O empresário foi condenado a 18 anos e quatro meses de prisão, em regime inicial fechado, pelos crimes de homicídio qualificado, tentativa de homicídio contra o marido da vítima e porte ilegal de arma de fogo de uso permitido. Já a esposa recebeu pena de 14 anos de reclusão, também em regime fechado, por participação no homicídio.
Crime ocorreu após cobrança de direitos trabalhistas
De acordo com a denúncia do Ministério Público, a vítima e o marido trabalhavam e moravam na pousada administrada pelo casal.

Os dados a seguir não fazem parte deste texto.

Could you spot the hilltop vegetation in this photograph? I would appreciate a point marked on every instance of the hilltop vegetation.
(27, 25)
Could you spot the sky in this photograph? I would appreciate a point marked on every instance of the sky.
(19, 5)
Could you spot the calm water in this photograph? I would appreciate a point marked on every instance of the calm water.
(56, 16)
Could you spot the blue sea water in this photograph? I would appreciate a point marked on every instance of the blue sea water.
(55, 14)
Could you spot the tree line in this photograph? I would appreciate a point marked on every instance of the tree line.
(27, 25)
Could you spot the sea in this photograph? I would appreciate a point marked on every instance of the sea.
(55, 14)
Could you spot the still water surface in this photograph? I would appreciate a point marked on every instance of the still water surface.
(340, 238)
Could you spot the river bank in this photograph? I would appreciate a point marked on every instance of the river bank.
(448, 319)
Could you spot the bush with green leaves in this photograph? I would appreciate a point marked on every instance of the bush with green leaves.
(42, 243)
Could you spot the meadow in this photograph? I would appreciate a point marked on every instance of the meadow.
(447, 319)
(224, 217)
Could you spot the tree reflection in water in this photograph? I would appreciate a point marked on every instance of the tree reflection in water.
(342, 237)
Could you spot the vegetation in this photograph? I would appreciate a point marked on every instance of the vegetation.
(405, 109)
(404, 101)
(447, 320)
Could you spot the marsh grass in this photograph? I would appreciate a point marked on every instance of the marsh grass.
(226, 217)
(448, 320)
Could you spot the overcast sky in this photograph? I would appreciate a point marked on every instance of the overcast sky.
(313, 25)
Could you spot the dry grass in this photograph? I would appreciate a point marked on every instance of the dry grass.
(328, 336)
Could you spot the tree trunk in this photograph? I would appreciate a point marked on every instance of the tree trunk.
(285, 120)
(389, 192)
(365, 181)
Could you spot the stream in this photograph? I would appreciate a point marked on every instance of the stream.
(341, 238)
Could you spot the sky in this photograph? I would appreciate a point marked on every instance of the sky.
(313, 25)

Cerca de dois meses após iniciarem as atividades, passaram a cobrar o registro em carteira, a regularização da jornada de trabalho e o pagamento de verbas trabalhistas que, segundo eles, estavam em atraso.
Mesmo após serem demitidos, os dois permaneceram no imóvel enquanto tentavam negociar um acordo com os empregadores. No entanto, a relação se agravou e terminou de forma violenta no dia 29 de setembro de 2025.
Conforme a investigação, durante uma discussão, o empresário sacou um revólver e tentou atirar contra o marido da funcionária, mas a arma falhou em diversas tentativas. Em seguida, a empresária segurou a vítima para impedir sua fuga, momento em que o marido efetuou um disparo que matou a mulher. O companheiro da vítima conseguiu desarmar o empresário após entrar em luta corporal.
Júri reconheceu qualificadoras
Durante o julgamento, os jurados reconheceram que o homicídio foi praticado por motivo fútil e mediante recurso que dificultou a defesa da vítima. Também foi reconhecida a tentativa de homicídio qualificada contra o marido da funcionária.
Além das penas de prisão, a Justiça determinou o pagamento de indenizações por danos morais de R$ 100 mil ao viúvo e R$ 250 mil aos herdeiros da vítima, conforme pedido apresentado pelo Ministério Público.
Os dois condenados permaneceram presos preventivamente durante toda a investigação e o julgamento e não poderão recorrer da sentença em liberdade.